- What Is an Order of Custody?
- Who May File a Petition for an Order of Custody?
- What is a Records Check?
- What Happens at the Hearing?
- What Is an Order of Visitation?
- Must the Parties Have Lawyers to Represent Them?
- Can a Custody or Visitation Order Be Changed?
- What Happens If One Side Interferes with the Custody or Visitation That Was Ordered by the Court?
- What is Mediation?
An order of custody gives responsibility for the care, control and maintenance of a child to one or both of the child's parents or to another party. The Court may issue an order of custody up until a child’s 18th birthday.
A parent, grandparent or a person with a substantial connection or relationship with the child may file a petition in Family Court requesting that the court place the child in his or her custody. A copy of the petition and a summons must be served upon (delivered personally to) each of the opposing parties and an affidavit of service must be filed with the Court. If the child's parents are separated and one parent seeks a custody order, that parent must have the papers served upon the other parent. If a non-parent is seeking custody of the child, then both of the child's parents must be served. In general, the child must have resided in New York State for 6 months or more before a custody petition may be filed.
Forms are available at www.nycourts.gov or at the Family Court Clerk’s office. If you believe the child is in imminent danger, there is a place on the petition to request immediate, temporary relief. In such cases, a Judge reviews the petition and makes a determination of how best to protect the child.
There are no filing fees in Family Court.
State law requires that the Court conduct a review of data bases containing child protective records, orders of protection, the sex offender registry, and arrest warrants for any person seeking custody. The review is performed by court staff and the Judge will inform the parties and attorneys of the results. The Judge will also determine whether the results of the records search will impact any custody order.

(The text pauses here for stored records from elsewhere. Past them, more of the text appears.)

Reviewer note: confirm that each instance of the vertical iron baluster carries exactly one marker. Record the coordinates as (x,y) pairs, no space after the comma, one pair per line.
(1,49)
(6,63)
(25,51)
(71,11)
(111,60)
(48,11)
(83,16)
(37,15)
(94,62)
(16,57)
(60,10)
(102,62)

If the opposing party is properly served with the petition and does not appear in court, the Judge will conduct a special kind of trial called an inquest, in which only the petitioner testifies.

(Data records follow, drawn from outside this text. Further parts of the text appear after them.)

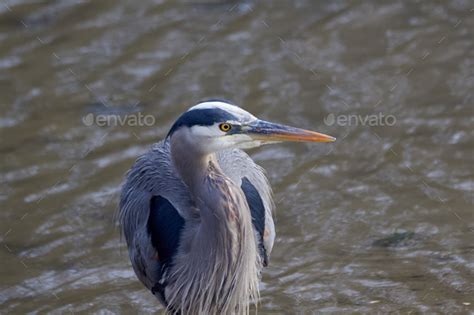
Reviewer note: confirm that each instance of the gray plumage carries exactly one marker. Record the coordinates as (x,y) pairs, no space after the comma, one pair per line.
(153,174)
(196,211)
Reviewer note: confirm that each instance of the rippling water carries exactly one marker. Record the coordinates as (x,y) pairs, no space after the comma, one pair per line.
(382,220)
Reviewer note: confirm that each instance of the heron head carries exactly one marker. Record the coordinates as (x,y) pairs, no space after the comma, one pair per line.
(214,125)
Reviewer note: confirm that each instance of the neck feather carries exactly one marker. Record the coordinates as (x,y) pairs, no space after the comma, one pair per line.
(222,260)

If the parties agree about custody of the child, the judge will allow the parties to place the terms of an agreement on the record in open court and enter an order of custody on consent, without the need for a formal hearing. If the parties cannot reach an agreement about custody, the court will hold a hearing, taking testimony from both sides, and may appoint a lawyer to represent the child. The court may order an investigation and report from a social services agency or mental health professional. In some cases, the Judge may conduct a confidential interview with the child. After considering the evidence presented, the court will award custody based upon what is in the child's best interests.
A custody or visitation case may be heard by a Family Court "court attorney-referee", who may hear and decide the case and issue orders.

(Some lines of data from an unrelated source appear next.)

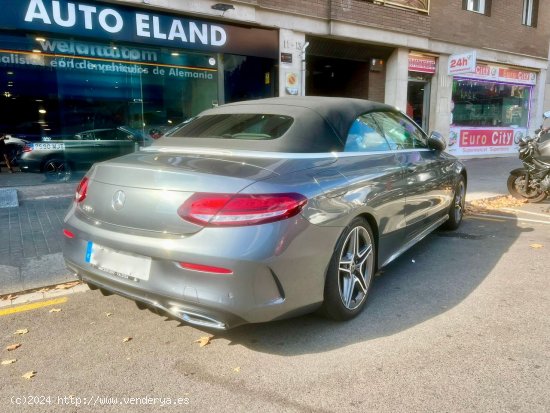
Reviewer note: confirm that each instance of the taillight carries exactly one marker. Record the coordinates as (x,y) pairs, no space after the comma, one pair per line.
(240,209)
(81,190)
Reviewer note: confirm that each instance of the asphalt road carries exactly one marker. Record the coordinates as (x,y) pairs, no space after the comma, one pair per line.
(460,323)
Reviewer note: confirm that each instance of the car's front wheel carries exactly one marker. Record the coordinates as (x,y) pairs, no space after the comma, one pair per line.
(351,271)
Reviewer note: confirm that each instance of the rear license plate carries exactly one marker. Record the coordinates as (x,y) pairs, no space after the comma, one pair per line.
(133,267)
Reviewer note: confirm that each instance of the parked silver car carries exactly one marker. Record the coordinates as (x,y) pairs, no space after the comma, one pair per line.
(262,210)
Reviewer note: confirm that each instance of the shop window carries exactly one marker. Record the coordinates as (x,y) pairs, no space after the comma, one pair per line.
(91,90)
(477,6)
(477,103)
(530,12)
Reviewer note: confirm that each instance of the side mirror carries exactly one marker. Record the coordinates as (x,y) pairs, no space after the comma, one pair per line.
(436,141)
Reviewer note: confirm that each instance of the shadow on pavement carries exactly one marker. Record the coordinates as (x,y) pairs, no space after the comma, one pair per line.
(428,280)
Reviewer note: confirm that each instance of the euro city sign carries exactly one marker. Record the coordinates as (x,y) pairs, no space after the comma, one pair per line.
(119,23)
(462,63)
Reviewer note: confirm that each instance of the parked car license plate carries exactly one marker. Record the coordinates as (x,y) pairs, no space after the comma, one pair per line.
(48,146)
(123,265)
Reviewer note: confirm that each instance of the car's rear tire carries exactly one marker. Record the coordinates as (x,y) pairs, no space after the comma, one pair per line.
(456,210)
(57,170)
(350,272)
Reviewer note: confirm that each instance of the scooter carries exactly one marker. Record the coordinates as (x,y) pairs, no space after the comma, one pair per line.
(532,182)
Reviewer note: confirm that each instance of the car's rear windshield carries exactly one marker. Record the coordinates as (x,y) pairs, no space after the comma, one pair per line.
(251,126)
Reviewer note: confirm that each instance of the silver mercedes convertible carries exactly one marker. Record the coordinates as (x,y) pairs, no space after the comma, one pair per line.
(262,210)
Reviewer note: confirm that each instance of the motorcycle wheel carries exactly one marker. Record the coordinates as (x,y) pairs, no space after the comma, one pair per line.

A parent seeking to visit with a child may file a petition in Family Court against the person or persons who have custody of the child. Custody and visitation matters are often heard together within the same hearing, but a visitation petition may also be filed as a separate matter. Other family members, such as grandparents or siblings, may also file a petition seeking an order of visitation. The court will order visitation if it is in the child's best interests and if there is an existing relationship with the child.
The parties to custody and visitation matters may represent themselves or hire lawyers. In some cases, when a party cannot afford to hire a lawyer, the judge may appoint a lawyer at no cost. The judge may also appoint a lawyer to represent the child; this lawyer is called the "law guardian".
Either party may file a petition to have a custody or visitation order modified (changed). The party seeking to have the order modified must prove that there has been a change of circumstances such that there is a “real need” to change the order since the original order was issued. The court holds a hearing to determine if a change is in the child's best interests.
If a court order gives certain custody or visitation rights to a party and the other party fails to obey the order, the complaining party may file a petition alleging a violation of the order. After the court holds a hearing, the judge may change the order and/or impose sanctions on the party who has failed to comply with the order.
Contact the Family Court in your county to find out if your county provides a free, voluntary service where the parties meet with a trained mediator to discuss and resolve custody and visitation issues. If the parties reach an agreement, they sign a memorandum of understanding which is filed with the Court with a petition. The Court will then issue a custody/visitation order based on the parties’ agreement without the need to appear in Court.